A reasonable question to ask is why the consistent results at the classroom level and the observation of variable findings at the individual student level? We posit that the enthusiasm and preparation of the teacher has a direct and notable effect on the class as a whole. These may reflect group norm effects, just as occurs in many social psychological studies of group influence (Ryan, 2001; Urberg, Değirmencioğlu, & Pilgrim, 1997). In the case of classroom instruction, some youth may be bolstered by the levels of classroom engagement, which helps them anchor their beliefs about drug use and the benefits of drug prevention. The classroom context also undergirds levels of trust between students and likewise between students and teachers. Students lacking trust in the school or not feeling connected with their educational milieu may shy away from engaging in drug prevention activities, despite the classroom engaging as a whole. Along these lines, one might expect that individual factors—temperament, academic ability, family background, etc.—would drive an individual’s response to a program. However, it may be that on occasion, individual factors simply fail to play a role and group norm effects driven by the teacher and coupled with a milieu of cooperative learning overshadow any individual effects.

A Reliable Measure of Engagement

From a measurement standpoint, the use of posttest student survey items assessing engagement enhanced our ability to understand the degree to which students felt involved in the intervention. By virtue of the fact that this measure correlated with key outcomes, it appears superior to observational methods used in the past and that utilize expert judgments based on video-recorded instructional sessions (Bishop et al., 2014) and at least equal to observational methods employed by others (Pettigrew et al., 2015). The brief engagement scale was also easier to implement and, if incorporated into standard program evaluation surveys, can be employed for practically no additional cost. The proposed six-item measure of Engagement is reliable, valid at both the individual and classroom level and has utility. Importantly, the results provide evidence of construct validity for measuring engagement at both the individual and classroom level. This study is the first to report about these specific six engagement items. As a tool for evaluating intervention performance, this measure may prove valuable down the road for routine use in evaluating program delivery effectiveness.
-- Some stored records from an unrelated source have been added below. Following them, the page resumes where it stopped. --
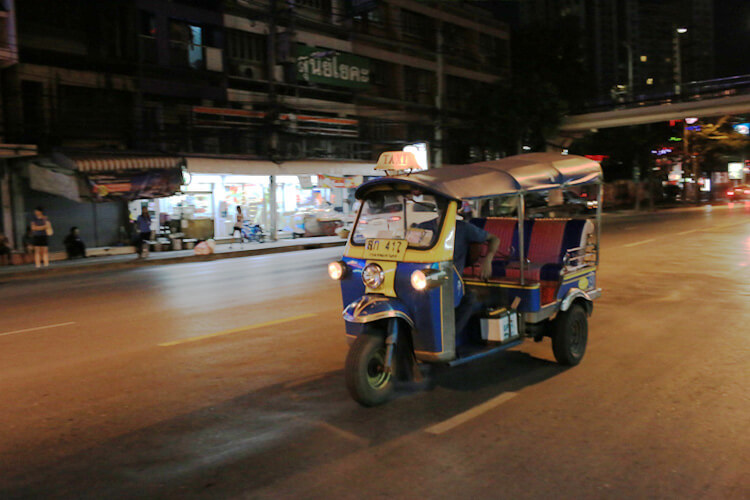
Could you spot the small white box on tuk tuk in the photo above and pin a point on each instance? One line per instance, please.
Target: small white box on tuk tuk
(500, 327)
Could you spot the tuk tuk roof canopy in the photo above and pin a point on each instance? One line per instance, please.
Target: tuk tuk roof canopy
(511, 175)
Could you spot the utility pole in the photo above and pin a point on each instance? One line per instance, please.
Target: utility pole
(272, 116)
(439, 99)
(629, 49)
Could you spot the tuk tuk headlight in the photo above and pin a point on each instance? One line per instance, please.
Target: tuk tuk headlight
(337, 270)
(422, 279)
(373, 276)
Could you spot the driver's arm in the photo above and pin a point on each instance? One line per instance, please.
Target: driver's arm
(493, 243)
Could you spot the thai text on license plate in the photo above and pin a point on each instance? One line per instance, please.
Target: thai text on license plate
(376, 248)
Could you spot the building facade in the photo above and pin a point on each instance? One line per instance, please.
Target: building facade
(633, 46)
(268, 104)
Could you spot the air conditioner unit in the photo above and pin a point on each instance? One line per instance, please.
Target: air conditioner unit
(278, 72)
(214, 59)
(248, 70)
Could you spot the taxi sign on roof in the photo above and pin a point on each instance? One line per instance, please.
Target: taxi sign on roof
(398, 160)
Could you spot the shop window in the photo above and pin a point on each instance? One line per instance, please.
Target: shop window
(186, 45)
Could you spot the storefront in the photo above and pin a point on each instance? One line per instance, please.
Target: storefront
(302, 193)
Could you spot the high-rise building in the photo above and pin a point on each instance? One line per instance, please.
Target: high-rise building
(276, 106)
(637, 46)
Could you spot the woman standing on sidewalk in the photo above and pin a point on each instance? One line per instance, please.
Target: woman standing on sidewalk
(143, 225)
(41, 230)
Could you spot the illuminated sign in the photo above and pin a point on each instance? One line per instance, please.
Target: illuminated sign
(420, 153)
(398, 160)
(662, 151)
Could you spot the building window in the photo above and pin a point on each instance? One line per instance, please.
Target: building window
(376, 17)
(311, 4)
(419, 85)
(246, 46)
(186, 45)
(415, 25)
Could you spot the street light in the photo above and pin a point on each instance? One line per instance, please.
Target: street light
(677, 59)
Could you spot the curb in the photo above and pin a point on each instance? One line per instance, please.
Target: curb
(135, 263)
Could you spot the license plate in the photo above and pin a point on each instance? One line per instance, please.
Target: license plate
(376, 248)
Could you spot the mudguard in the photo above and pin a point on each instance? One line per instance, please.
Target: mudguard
(575, 293)
(371, 308)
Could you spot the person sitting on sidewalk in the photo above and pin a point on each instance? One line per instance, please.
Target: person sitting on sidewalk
(74, 245)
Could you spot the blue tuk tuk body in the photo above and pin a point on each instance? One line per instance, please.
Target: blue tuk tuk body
(400, 288)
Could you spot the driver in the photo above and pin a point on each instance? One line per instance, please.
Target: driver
(466, 234)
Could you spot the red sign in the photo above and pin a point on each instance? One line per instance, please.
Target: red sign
(597, 158)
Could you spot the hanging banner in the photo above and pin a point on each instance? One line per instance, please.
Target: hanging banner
(332, 67)
(330, 181)
(134, 186)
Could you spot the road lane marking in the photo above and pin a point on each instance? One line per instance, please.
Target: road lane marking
(640, 243)
(464, 417)
(349, 436)
(305, 380)
(37, 328)
(236, 330)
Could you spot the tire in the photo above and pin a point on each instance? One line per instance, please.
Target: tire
(570, 335)
(365, 380)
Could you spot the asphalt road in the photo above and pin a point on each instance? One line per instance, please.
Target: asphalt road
(224, 379)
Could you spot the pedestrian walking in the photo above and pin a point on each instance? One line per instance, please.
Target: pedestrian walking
(41, 230)
(238, 223)
(5, 250)
(143, 226)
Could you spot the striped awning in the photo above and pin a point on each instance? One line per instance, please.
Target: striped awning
(125, 163)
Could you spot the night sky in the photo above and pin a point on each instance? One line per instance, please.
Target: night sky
(732, 37)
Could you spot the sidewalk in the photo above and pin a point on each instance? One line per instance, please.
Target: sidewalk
(114, 262)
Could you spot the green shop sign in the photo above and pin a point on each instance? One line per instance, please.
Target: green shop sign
(332, 67)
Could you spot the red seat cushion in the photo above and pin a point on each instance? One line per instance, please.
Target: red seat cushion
(546, 240)
(505, 230)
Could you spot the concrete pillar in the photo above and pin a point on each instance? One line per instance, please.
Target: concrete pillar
(274, 209)
(7, 207)
(219, 195)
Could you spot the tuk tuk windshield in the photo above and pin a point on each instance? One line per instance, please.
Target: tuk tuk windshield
(400, 216)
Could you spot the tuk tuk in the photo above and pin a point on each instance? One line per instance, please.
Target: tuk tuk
(400, 285)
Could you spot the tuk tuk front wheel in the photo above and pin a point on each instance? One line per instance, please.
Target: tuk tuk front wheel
(570, 335)
(366, 378)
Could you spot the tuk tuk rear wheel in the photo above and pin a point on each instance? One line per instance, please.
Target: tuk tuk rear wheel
(570, 335)
(366, 379)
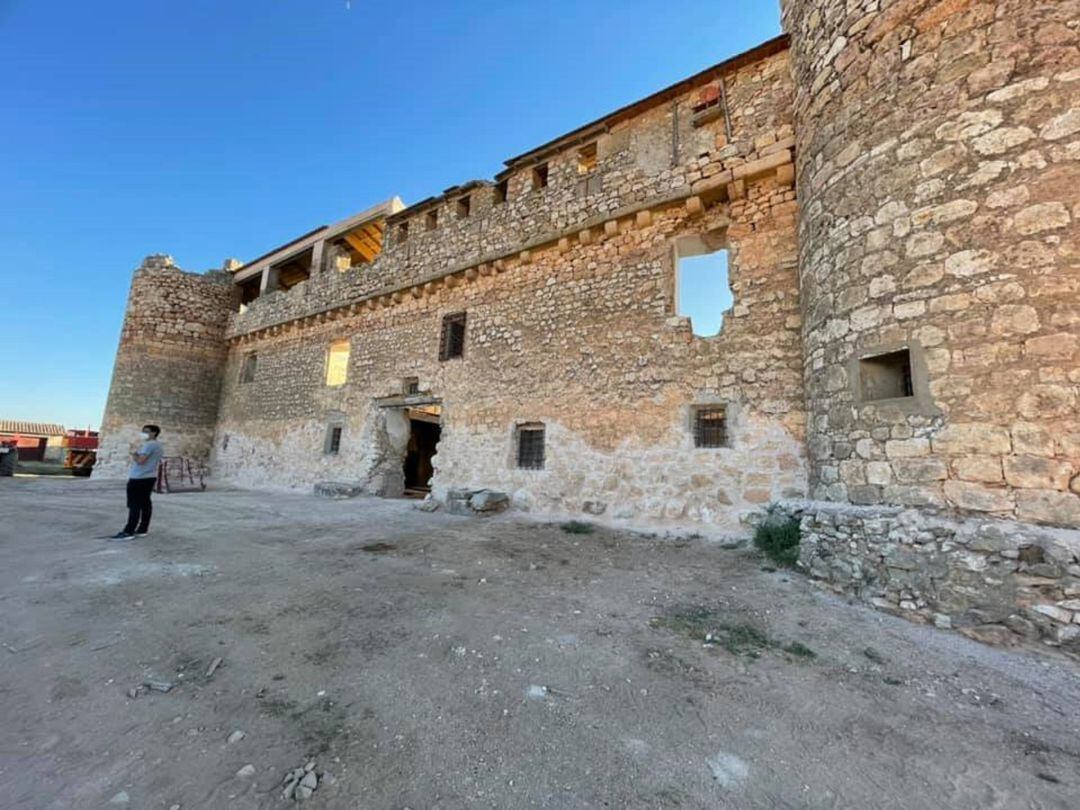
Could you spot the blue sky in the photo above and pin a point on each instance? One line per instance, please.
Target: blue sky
(206, 129)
Student Engagement as Performance Feedback

The composite engagement scale may also offer trainers an opportunity to develop strategies for improving teacher performance. As a heuristic, we propose that values greater than 8 on the 0-to-10-point scale reflect a superior engagement outcome, which may serve as a useful benchmark to judge the adequacy of classroom engagement. (The value of 8 approximately equaled the value of 0 in Fig. 1, which was the value at which pretest-to-posttest improvement on proximal outcomes occurred when pretest proximal outcome scores were statistically partialed out.) We acknowledge that the value of 8 is arbitrary; however, if used to assess performance, teachers whose scores fall below this value may be encouraged to revisit their instructional methods when implementing a preventive intervention. At a minimum, a teacher’s scores would justify entering into additional training to promote increased engagement, primarily by encouraging the greater use of interactive teaching methods.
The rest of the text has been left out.